The older trade term plastic impregnation remains in use in some markets but is increasingly replaced by polymer impregnation or resin impregnation, both of which are more precise. The term plastic in the older usage refers to synthetic polymers in the technical sense, not to the consumer-facing meaning of moulded thermoplastic objects, and the disambiguation is part of why the trade has moved toward the more precise terminology. Disclosure documents and laboratory reports use the more precise terms exclusively; the older term plastic impregnation survives mainly in legacy trade vocabulary and in older trade-press writing.

Stability and care

Polymer impregnation is generally stable in normal jewellery use.

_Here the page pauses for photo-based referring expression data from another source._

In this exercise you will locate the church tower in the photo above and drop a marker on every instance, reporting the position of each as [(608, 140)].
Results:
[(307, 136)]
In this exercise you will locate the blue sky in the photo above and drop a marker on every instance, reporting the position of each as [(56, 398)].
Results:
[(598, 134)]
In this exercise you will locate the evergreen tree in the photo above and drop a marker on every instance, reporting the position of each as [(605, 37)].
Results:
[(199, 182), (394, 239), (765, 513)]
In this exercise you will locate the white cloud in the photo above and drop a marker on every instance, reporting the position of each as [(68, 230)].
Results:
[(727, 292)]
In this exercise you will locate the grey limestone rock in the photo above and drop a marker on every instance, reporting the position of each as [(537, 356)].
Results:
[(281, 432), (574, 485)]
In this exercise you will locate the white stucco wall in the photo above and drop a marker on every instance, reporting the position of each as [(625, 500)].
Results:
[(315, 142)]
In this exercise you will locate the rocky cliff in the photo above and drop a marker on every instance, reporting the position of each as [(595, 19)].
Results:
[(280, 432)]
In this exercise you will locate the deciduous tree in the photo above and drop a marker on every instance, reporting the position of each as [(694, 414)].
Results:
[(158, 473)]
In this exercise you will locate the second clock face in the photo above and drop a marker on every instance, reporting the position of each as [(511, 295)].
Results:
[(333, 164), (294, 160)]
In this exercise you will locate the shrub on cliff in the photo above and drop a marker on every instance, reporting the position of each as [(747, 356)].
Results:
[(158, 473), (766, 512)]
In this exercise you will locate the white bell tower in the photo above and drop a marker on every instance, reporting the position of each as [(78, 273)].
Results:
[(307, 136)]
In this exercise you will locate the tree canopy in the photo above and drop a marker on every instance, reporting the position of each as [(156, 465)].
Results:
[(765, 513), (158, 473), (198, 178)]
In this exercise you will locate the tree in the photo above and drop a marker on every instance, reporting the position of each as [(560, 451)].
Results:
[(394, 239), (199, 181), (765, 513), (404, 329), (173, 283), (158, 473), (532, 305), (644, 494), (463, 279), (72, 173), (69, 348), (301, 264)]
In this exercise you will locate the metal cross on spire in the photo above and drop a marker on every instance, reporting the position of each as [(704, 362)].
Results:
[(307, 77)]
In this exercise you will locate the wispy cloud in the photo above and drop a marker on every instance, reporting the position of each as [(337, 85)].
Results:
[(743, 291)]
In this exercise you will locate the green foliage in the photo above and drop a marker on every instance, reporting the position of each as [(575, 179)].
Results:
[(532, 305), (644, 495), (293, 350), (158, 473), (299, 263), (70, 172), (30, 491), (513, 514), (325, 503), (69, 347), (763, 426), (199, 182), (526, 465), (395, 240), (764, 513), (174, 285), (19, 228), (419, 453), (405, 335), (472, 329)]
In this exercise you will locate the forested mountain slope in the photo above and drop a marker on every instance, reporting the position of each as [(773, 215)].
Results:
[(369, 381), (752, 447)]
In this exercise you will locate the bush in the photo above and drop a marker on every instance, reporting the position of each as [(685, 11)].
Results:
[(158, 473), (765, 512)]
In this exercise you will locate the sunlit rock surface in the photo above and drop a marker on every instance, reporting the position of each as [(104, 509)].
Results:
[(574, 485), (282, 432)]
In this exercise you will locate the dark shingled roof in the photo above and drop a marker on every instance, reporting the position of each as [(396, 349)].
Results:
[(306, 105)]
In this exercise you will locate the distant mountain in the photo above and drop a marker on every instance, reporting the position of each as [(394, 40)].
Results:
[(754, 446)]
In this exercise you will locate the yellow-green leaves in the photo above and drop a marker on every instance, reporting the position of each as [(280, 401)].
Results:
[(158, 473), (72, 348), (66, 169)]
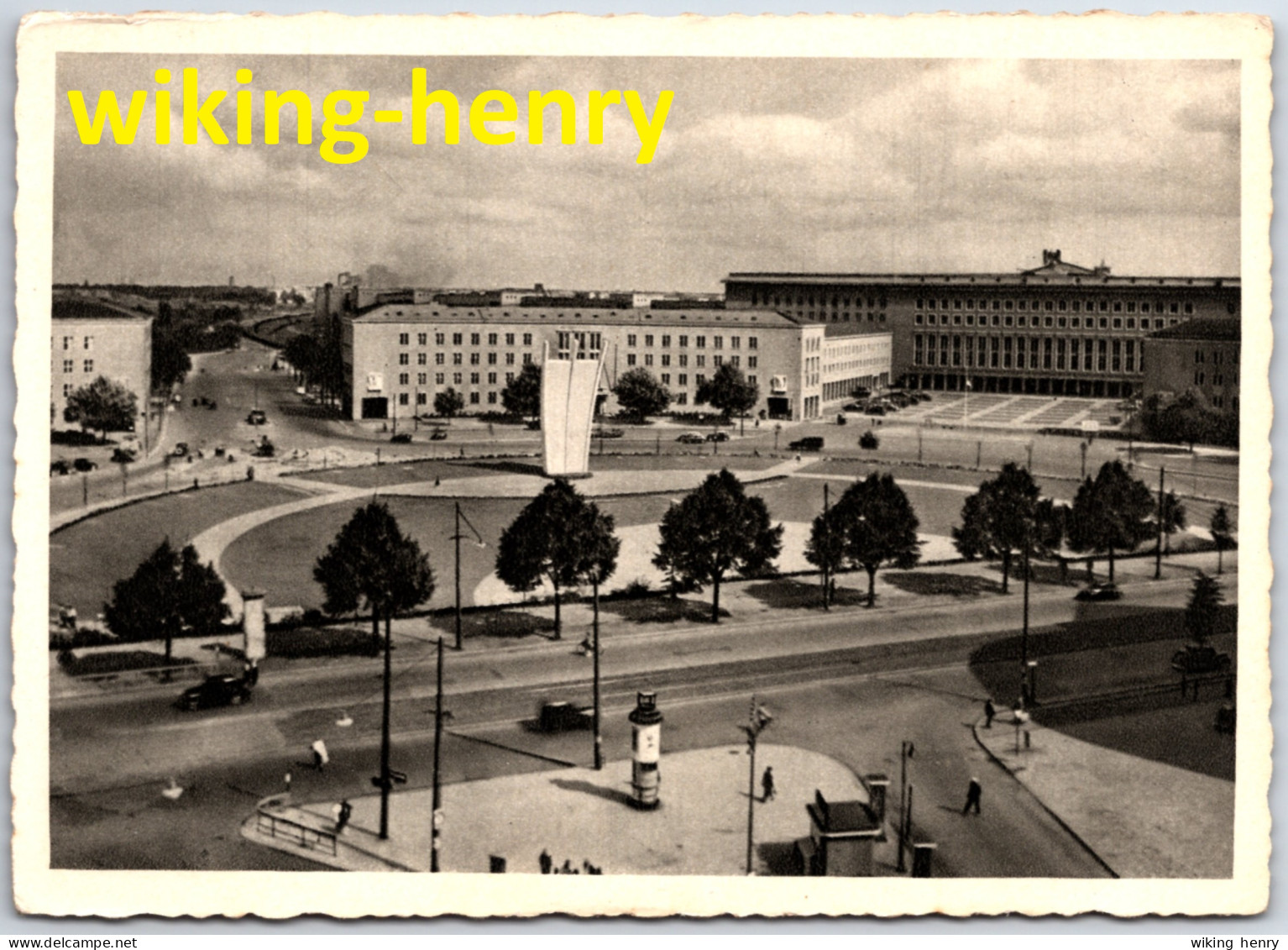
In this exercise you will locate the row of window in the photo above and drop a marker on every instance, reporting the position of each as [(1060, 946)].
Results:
[(1024, 352), (458, 339), (699, 360), (1073, 306), (1059, 323), (699, 342)]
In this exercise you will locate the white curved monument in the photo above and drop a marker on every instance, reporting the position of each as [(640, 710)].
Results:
[(568, 392)]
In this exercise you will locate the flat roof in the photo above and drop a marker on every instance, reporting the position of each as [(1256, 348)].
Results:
[(964, 280), (590, 316)]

The cured resin is integral with the host material and does not migrate, leach, or deteriorate under ordinary handling. However, the treatment can be affected by exposure to elevated temperatures (which can soften certain resins), strong solvents (which can dissolve some polymer matrices), and prolonged ultraviolet radiation (which can cause yellowing of the resin). Treated stones should not be subjected to ultrasonic or steam cleaning, and should be cleaned only with mild soap and warm water. Care recommendations for treated stones should accompany the sale of any piece containing treated material, and retailers should be prepared to communicate the constraints clearly.

In the trade

For the working trade, polymer impregnation is a treatment of substantial commercial significance. Disclosure to clients is mandatory under all reputable trade frameworks, and the price differential between treated and untreated material in the affected categories — particularly jadeite and turquoise — is large enough that misclassification can produce significant commercial harm. Trade members should be familiar with the standard treatment-vocabulary and disclosure requirements, and should source from suppliers who provide treatment information consistently and reliably. For high-value jadeite and other affected materials, laboratory grading reports from the major laboratories are the appropriate documentation for retail sale, and the cost of the report is modest relative to the price differential it underwrites.